Qu’est ce que la responsabilité sociétale des entreprises ?

La responsabilité sociétale des entreprises est très à la mode. Mais il n’y a pas de visibilité convaincante sur le retour sur investissement des actions menées faute d’indicateurs chiffrés pertinents, d’intégration de la démarche vis-à-vis de la chaîne de valeur de l’entreprise et de mesure de l’effet de la RSE sur le chiffre d’affaires des entreprises.
Après avoir rappelé l’importance du sujet dans les entreprises, je présenterai trois exemples concrets chiffrables que j’ai rencontrés en expliquant mon approche du sujet.

La RSE (Responsabilité Sociétale de l’Entreprise)

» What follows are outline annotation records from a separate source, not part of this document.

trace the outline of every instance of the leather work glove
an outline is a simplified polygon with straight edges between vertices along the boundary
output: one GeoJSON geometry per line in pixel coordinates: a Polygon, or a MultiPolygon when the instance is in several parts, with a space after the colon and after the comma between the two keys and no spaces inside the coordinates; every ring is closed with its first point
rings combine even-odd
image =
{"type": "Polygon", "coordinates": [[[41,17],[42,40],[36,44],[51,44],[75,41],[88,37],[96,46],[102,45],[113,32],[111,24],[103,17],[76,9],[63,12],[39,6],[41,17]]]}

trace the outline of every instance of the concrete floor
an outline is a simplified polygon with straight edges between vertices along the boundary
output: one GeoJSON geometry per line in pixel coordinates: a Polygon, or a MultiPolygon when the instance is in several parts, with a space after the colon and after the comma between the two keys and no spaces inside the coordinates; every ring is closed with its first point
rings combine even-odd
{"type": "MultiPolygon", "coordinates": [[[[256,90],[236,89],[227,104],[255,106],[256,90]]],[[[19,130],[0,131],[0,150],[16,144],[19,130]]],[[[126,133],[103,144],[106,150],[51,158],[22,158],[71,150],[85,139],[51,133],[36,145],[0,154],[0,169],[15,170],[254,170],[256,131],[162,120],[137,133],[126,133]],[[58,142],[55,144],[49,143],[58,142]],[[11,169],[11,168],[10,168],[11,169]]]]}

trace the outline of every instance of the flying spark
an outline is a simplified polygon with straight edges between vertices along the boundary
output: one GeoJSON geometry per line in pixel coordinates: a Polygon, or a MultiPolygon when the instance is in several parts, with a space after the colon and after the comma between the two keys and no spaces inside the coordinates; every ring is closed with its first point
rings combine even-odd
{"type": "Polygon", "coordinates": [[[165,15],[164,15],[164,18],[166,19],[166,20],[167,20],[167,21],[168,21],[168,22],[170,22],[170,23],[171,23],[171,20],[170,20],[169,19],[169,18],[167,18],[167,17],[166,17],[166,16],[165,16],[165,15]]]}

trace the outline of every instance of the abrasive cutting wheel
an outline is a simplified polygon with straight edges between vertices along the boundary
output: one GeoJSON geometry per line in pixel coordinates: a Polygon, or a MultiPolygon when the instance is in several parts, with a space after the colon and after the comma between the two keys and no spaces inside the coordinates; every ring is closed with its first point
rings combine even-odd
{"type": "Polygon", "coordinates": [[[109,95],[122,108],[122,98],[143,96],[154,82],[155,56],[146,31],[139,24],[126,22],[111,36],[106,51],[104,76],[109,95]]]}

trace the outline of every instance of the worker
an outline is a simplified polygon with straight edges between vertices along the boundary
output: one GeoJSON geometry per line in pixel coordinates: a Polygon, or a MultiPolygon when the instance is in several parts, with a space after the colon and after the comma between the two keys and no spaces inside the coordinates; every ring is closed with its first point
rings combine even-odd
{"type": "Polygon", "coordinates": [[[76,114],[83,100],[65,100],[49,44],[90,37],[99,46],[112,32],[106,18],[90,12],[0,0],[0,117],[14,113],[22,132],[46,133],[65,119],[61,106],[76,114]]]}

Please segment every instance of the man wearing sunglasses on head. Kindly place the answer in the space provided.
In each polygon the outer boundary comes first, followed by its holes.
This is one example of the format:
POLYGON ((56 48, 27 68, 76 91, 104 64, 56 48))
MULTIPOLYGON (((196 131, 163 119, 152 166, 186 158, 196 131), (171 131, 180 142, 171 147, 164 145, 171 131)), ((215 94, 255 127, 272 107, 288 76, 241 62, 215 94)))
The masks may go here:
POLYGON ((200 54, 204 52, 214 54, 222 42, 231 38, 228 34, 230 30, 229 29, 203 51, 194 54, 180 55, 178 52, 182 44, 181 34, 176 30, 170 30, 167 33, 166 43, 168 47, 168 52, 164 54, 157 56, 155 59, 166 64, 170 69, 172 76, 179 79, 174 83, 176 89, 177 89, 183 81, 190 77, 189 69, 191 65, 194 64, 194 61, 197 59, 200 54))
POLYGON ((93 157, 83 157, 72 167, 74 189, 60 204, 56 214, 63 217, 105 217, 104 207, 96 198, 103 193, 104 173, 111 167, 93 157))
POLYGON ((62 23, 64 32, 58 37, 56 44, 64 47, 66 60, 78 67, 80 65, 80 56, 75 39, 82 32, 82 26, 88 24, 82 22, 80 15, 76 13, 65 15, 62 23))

La prise en considération du sujet de la responsabilité sociétale des entreprises par les professionnels

Le sujet de la RSE intéresse aussi bien les entrepreneurs que les professionnels de la comptabilité.

Les entrepreneurs

Le MEDEF a publié en juin 2012 le guide « CAP vers la RSE -Faire de la responsabilité sociétale de l’entreprise un levier de performance [1]» et cite parmi les 10 raisons de s’engager dans une démarche RSE :

2.  Parce  que  soucieux  de  la  valeur de  votre  entreprise  à  moyen-long terme  et  de  sa  pérennité,  vous avez  compris  que  la  RSE  est  un véritable  levier  de  performance,  un moyen  d’améliorer  son  efficacité économique et financière (réduction des coûts, facteur d’innovation et de création de recettes nouvelles, etc.),  un levier de préservation de la valeur de ses actifs, un moyen de maîtriser ses  risques  qu’ils  soient  environnementaux,  juridiques,  financiers,  sociaux ou d’image ;

3.  Parce que vous souhaitez intéresser les investisseurs, les banques, les assurances  qui  interrogent  de  plus en plus les entreprises sur leurs pratiques  environnementales,  sociales et  de  gouvernance  (ESG)  avant  d’y investir, d’accorder un prêt, etc. ;

5.   Parce  que  vous  souhaitez  anticiper  la  réglementation  plutôt  que d’attendre  qu’une  contrainte  vous  y oblige ;

8.  Parce  que  de  plus  en  plus d’études  montrent  que  les  moyens humains  et  financiers  investis  dans une démarche RSE ont un retour sur investissement qui permet des bénéfices concrets pour votre entreprise ;

Du côté des PME, le baromètre 2013 des CCI France et de la CGPME [2]confirme le fait que les PME sont conscientes que la RSE et les achats responsables  sont  un  véritable  levier de  compétitivité  et  de  motivation  des  salariés.  Le principal moteur d’une démarche RSE se trouve bel et bien au cœur de la vision personnelle  stratégique du chef d’entreprise.
Pour autant l’étude BDO & Malakoff Médéric [3] met en exergue que la priorité des PME ne semble pas d’investir dans cette démarche. Ainsi, Marion Perroud résume-t-elle [4]que deux tiers des petites entreprises sondées (CA inférieur à 10 M€) confient le suivi de ces problématiques à un seul collaborateur à plein-temps voire à aucun salarié (dans près de 15% des cas), qu’aucun service spécifique ni budget propre n’est d’ailleurs dédié à la RSE dans près de la moitié des petites sociétés alors que le top 3 de leurs priorités stratégiques (se différencier sur le marché, encourager l’innovation et communiquer en externe) semble totalement en phase avec les enjeux de la RSE. Et d’ajouter que l’un  des principaux freins identifiés est le manque de visibilité sur le retour sur investissement des actions menées en la matière dans 40% des cas. En cause notamment, la difficulté à mettre en place des indicateurs chiffrés pertinents, la déconnexion de cette démarche vis-à-vis de la chaîne de valeur de l’entreprise ou encore le faible impact de la RSE sur le chiffre d’affaires de la société. Sans surprise, la moitié des petites entreprises affirment ainsi ne pas avoir l’intention d’instaurer un reporting RSE dans les années à venir.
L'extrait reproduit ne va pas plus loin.